Olhou para trás e notava um fraco chamuscar de luz. Estava relativamente longe do abrigo, mas pelo que lhe restava de orgulho seguiu em frente. Com a faca afiada em punho caminhava passo por passo olhando atentamente. Nenhum vestígio de seu irmão ou qualquer outra coisa. Nenhuma das ausências era boa. Adiante ouviu um pequeno estalar. Reuniu toda a coragem que tinha e correu em direção, mas era apenas uma cobra. Se fosse em outra ocasião ela serviria de jantar, mas nesse momento tudo que Oto pensava era em encontrar seu irmão.
Um misto de alegria e desespero surgia no coração do rapaz. A sua frente, preso em galhos estavam farrapos da roupa que James usava. Oto não sabia se isso era bom. Ignorou suas pernas bambas e seguiu cada vez mais apreensivo.
Juntamente com os sons típicos da mata outro som preencheu os ouvidos de Oto. Quisera ele que fosse sons de animais ou o vento batendo nas folhas. O som que interrompeu a tranquilidade na madrugada eram gritos. Gritos de pavor.
Oto olhou para trás, em direção ao abrigo. O som infelizmente vinha de lá. Olhou para frente e apertou seu peito em desespero. Devia ir até onde ouvira a voz de seu irmão ou ir até o abrigo? Relutante, e torcendo para ser uma crise de Mike, ele correu em direção ao abrigo.
A atmosfera no local estava aterrorizante. Oto transpirava mesmo com a noite fria. Sua pupila dilatada e seu corpo trêmulo denunciavam o temor que o jovem sentia. Caminhou lentamente perto da fogueira indo em direção ao casebre. Não quis arriscar chamar pelos companheiros, por alguma razão. Tentava crer que Mike devia ter finalmente morrido entupido depois de comer tanta terra e grama. Tentava crer de qualquer forma que aqueles gritos foram por causa de uma aranha ou cobra que subiu na cama improvisada de Liz. Mas não era.

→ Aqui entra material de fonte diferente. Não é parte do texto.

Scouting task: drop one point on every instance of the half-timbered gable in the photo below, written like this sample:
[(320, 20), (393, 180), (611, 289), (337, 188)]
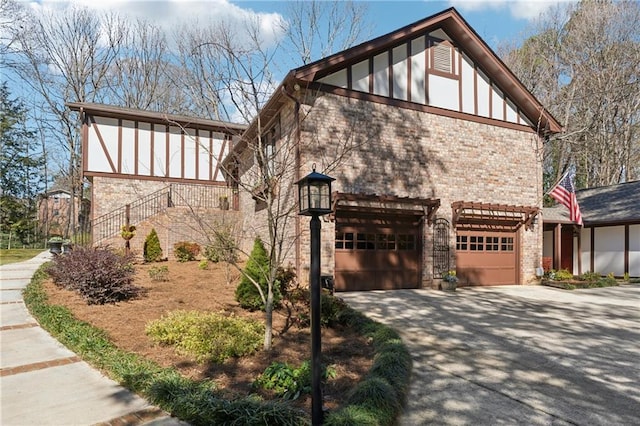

O jovem estático permanecia a olhar fixamente para o que poderia ser descrito como “vermelho”. Em suas narinas o cheiro metálico incomodava sua respiração. Por toda a parte, em cada galho, folha ou corda havia sangue. Muito sangue. No chão, perto de onde Liz dormia, havia uma enorme poça do de sangue. Oto estava aterrorizado. Sobre a cama apenas vestígios do que antes era a jovem menina. Pedaços de tripas, carne, tufos de cabelo, uma ou duas pontas de dedos e outras partes que Oto não conseguiu ver. Vomitou de asco e desespero a água que havia em seu estômago. Aquilo não devia ser real. Não podia. Oto sentiu os olhos encherem de lágrimas. Onde estava Mike? Ele tinha certeza que havia o deixado junto a Liz.
— Será que... — Oto não quis sequer terminar a frase. Mike não poderia estar “ali”. — Sim, ele certamente correu. Preciso encontra-lo. — Oto tentava de todas as formas se manter são. Virou as costas e pelos céus desejava não ter tido aquela outra visão.
Há poucos metros estava Mike. Decapitado e dependurado pelo braço. O que o segurava era algo que nem o diabo se atreveria a olhar. Uma criatura horrenda cujos braços eram grandes ao ponto de quase encostar no chão. Sua pele tinha cor semelhante ao chorume e a criatura fedia a sangue podre. Suas pernas eram semelhantes às patas traseiras de animais quadrupedes, embora se sustentasse em duas. Sua cabeça era desproporcional ao tamanho do tronco. De sua boca e dentes afiados gotejavam como chuva torrencial o sangue do jovem que estava preso pelo braço. A criatura de olhos cor de sangue olhava para Oto ensandecida. Como se dissesse: “Você parece delicioso”. Soltou o braço do rapaz e o devorou com voracidade em um piscar de olhos.
Oto só via as tripas de seu amigo colorirem de vermelho as folhas ao redor. A boca e parte do focinho do monstro completamente pintadas pelo líquido carmesim. Terminada a refeição, a criatura levantou suas orelhas pontudas e elevou seu focinho aguçando as narinas. Oto olhava a cena completamente em choque. Largou a faca no chão e ajoelhou derrotado observando a criatura se aproximar passo por passo.
Por um segundo a criatura hesitou. Oto esperava e desejava que a fera o comesse rápido o suficiente para que ele não sentisse dor. O besta abaixou suas orelhas como um cão entristecido emitindo sons que se assemelhavam a um resmungo triste.
— Me... Me perdoe, irmão, mas eu odeio ficar com fome. Eu não queria comer vocês, mas... Eu não tinha mais escolha.
Aquela frase dita com uma voz demoníaca fora a última coisa que Oto ouviu antes de ter sua cabeça arrancada por uma mordida violenta da criatura.